Beaucoup de renseignements peuvent être traités dès l'origine sur un plan administratif ou judiciaire, grâce au champ large de certaines infractions, comme l'association de malfaiteurs ou l'apologie du terrorisme, mais le traitement judiciaire devient incontournable à partir d'un certain degré d'indices ou de soupçons. Nous sommes alors en présence d'une succession d'actes relevant de la police administrative et donc normalement du contrôle du juge administratif, puis de la police judiciaire, relevant du juge judiciaire. Ce dernier devient-il alors compétent pour apprécier la régularité de l'ensemble, y compris la phase administrative ? Peut-il utiliser dans la procédure judiciaire des éléments recueillis dans la phase administrative ? A-t-il compétence pour réparer les dommages causés au cours de la perquisition administrative ? Ou bien chaque juge dans chacun des deux ordres conserve-t-il sa compétence et son exclusivité au nom de la séparation des pouvoirs ? En l'état, la loi et la jurisprudence entretiennent sur le sujet un débat très complexe.

Comme de nombreuses situations sont susceptibles d'être concernées par cette problématique, la constitution d'un bloc de compétence, selon une technique législative désormais habituelle, résoudrait aisément la difficulté. Cela a été le cas pour la rétention des étrangers. Les difficultés pratiques considérables connues pendant des années ont été résolues par la désignation d'un juge unique. Pourquoi ne pas en décider ainsi pour l'état d'urgence ?

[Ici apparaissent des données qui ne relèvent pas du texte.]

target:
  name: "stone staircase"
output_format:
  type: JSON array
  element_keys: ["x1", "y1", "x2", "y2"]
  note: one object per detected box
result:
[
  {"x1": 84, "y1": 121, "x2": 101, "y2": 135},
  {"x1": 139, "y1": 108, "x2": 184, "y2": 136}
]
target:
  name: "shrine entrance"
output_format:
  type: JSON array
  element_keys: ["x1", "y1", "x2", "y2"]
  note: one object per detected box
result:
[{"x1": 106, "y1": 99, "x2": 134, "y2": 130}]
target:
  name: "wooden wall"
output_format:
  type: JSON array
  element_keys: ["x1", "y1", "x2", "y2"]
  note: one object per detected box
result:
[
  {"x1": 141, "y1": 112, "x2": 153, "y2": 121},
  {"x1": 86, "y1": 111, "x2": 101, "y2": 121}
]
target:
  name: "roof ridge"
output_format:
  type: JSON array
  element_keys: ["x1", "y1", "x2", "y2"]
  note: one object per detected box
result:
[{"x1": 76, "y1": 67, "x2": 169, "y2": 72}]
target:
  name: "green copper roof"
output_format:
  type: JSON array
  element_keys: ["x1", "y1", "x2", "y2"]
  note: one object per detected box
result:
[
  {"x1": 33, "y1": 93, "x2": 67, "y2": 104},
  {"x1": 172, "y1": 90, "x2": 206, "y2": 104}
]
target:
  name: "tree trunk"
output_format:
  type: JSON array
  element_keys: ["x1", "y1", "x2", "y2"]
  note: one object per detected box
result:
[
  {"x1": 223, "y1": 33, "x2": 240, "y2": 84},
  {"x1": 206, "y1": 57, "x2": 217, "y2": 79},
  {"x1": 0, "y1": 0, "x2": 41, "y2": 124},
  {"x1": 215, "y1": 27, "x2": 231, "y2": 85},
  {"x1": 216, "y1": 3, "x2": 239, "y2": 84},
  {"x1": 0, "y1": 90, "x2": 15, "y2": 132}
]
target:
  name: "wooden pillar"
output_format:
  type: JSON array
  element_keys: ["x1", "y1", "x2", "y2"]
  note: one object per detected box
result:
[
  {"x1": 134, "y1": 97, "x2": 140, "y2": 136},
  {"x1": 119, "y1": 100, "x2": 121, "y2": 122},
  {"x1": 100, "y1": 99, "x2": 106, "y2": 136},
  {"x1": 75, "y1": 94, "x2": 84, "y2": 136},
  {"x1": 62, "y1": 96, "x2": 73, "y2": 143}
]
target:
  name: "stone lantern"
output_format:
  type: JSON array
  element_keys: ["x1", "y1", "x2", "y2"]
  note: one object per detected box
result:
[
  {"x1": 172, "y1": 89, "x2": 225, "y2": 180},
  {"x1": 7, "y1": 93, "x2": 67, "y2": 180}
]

La quatrième raison, qui n'est pas la moindre, tient à la lisibilité, à la simplification du dispositif juridictionnel pour nos concitoyens. La justice est rendue au nom du peuple français. Son fonctionnement doit donc lui être accessible, intellectuellement aussi bien que matériellement. Nous répondons, juges et législateurs, de la clarté du droit et des procédures. La délibération des premiers présidents que j'évoquais a attiré l'attention sur la complexité de notre organisation juridictionnelle pour nos concitoyens. L'idée qu'il puisse y avoir dualité de juges pour intervenir dans le contrôle de perquisitions ou de saisies introduit dans l'opinion publique des interrogations légitimes, qu'un bloc de compétence dissiperait. Comment comprendre qu'il existe deux ordres juridictionnels distincts pour remplir la même fonction de protecteur des libertés, avec les mêmes garanties d'indépendance et d'impartialité ? Tout esprit rationnel est fondé à s'interroger. La confusion des genres et des rôles ne peut qu'interroger la permanence de ce système dualiste.

Je suis favorable à un retour à la logique institutionnelle d'origine de la Vème République et à ce que le concept de liberté individuelle de l'article 66 de la Constitution soit précisé, de façon à éclairer la compétence du juge qui sera appelé à intervenir pour l'application du nouvel article 36-1 relatif à l'état d'urgence.